More than 200 years later, Paul Cézanne reapproached the popular genre of card play with less cynicism and ego. In a now-famous series, Cézanne depicted laborers gathered in sober and intimate concentration, making the case for cards as a rare bastion of communal leisure rather than a bourgeois-coded space of liars, losers, nefarious men, and fallen women. In doing so, Cézanne repositioned art as well. Painting was no longer a place to work out power dynamics or push the morality of the elite; it was an earnest site of collective pleasure, personal meditation, and pleasing, ready-made compositions.
Leaping forward more than a century, I found myself amongst more than a dozen new interpretations of the motif at curators Alison M. Gingeras and Dodie Kazanjian’s “Games, Gamblers and Cartomancers: The New Cardsharps,” a group show at the Newport Restoration Foundation's Vernon House, a newly public historic home in Newport, Rhode Island.
Perhaps emboldened by the home’s 300-year-old bones, Gingeras and Kazanijan—along with an impressive cadre of artists including Francesco Clemente, Karen Kilimnik, Rob Pruitt, and Sanya Kantarovsky—invite us to reconsider the long-standing relationship between gaming and art. What I adored about the exhibition’s premise was that it was not based on the artists’ shared biographies, media, or interests. Instead, it started with some old-fashioned accusations. Questions like, “Are artists really liars, cheaters, and thieves?” and “Is genre a dead way of looking at painting?” Better still, the answers weren’t no. It’s complicated.
John Currin, the reigning king of genre painting, was happy to have a curatorial prompt. “All I want to do in this life is paint. My biggest anxiety, like most artists, is that I don't have any ideas,” says Currin. “All I can do is have ideas about the way things ought to look, and that’s why I like genre—because the idea's been farted up a hundred years ago, so you can just go into painting it, and then the idea will sort of appear halfway through the process like this one did.”

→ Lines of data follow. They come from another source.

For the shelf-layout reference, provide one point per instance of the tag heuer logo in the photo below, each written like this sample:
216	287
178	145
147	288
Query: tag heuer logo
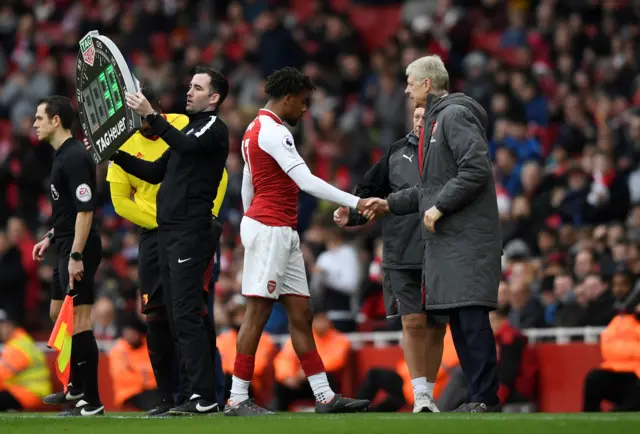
88	50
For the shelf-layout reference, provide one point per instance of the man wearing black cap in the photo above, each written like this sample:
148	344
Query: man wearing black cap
190	172
135	200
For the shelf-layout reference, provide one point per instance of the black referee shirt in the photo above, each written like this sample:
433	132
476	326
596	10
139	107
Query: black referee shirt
73	186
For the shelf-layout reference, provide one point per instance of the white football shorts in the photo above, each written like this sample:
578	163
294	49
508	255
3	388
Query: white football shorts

Currin’s contribution to the exhibition is a small painting depicting a gaggle of weather witches with their crotches out and cards held close to their chests. It hangs in one of the house’s front salons, where a Hieronymus Bosch-like mural of floral tendrils has been restored after being whitewashed for its penial-shaped greenery. “What I liked about the card player thing is it's a super uncool genre in today's context. No one is doing it,” continues Currin. “While at the same time, looking down at your hand in absorption is weirdly pertinent. I’m sure there'll be millions of images created of people looking at their phones before they pass a law to implant them surgically.”
The act of looking down at one's cards was also on the mind of Cecily Brown, whose contribution was a vitrine of double-images inspired by pornographic playing cards she found in the 1960s cult periodical, Eros. “I have this kind of dumb fascination with the reversed image and the upside down because it reminds me of what it's like to paint,” says Brown. “When you are trying to do a nose, you don't think to yourself, Okay, it is time to do the nose, because then all your ideas about what a nose looks like come in. You have to just try and look at it in this free way, as a form, as something you haven't seen before. So if you copy something upside down, you get away from that trying. You see it in a fresh and abstract way.”

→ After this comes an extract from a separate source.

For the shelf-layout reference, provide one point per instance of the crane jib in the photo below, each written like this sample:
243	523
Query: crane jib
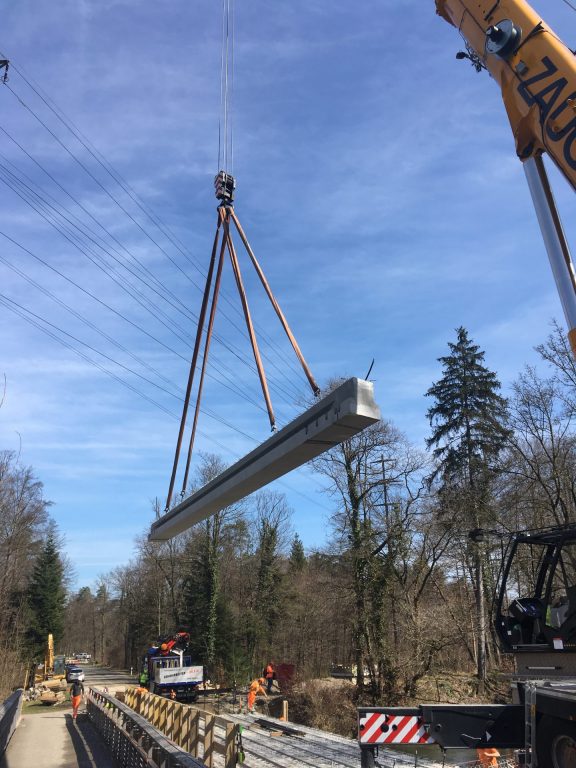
551	97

Brown’s way of describing double imagery echoed through my conversations with participants like Hadi Fallahpisheh, who told me it was the backwardness of the premise that ultimately set his imagination loose. “The word cardsharps makes me think of someone who knows the rules so well and has the skills so much under their control that they are able to break them,” says Fallahpisheh. “Could be artists, could be gamblers.” Rob Pruitt blurred the line even further. The word cardsharp, he says, brings to mind “a skillful cheater, which is almost like being an artist.”

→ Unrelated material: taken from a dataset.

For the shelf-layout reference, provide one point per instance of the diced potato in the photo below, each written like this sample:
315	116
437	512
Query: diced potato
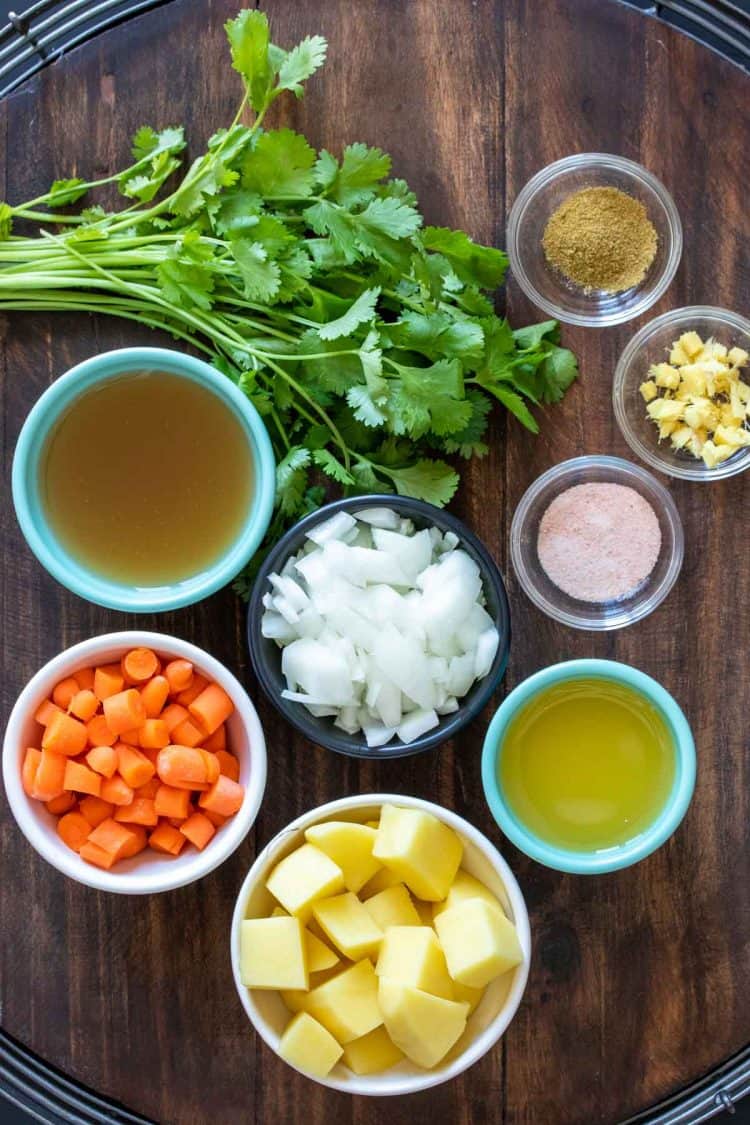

No one went as far as admitting to cheating on the record, but Tina Barney did say she used to dabble in bridge, an experience that came in handy when producing a new series of photographs and one tantalizing video centered on the manicured hands of Happy van Beuren, a Rhode Island Campbell Soup heiress with a famous weekly game. Asked what other games she favors, Barney answers in her signature biting wit. “I don’t play any games anymore but I played Canasta and Backgammon years ago,” she says. “I’m quite uncompetitive. My only goal, if I play, is to play well enough to be asked again.” If it were me, I’d ask them all back for another round.
“Games, Gamblers and Cartomancers: The New Cardsharps” is on view through October 1, 2023 at The Vernon House in Newport, Rhode Island.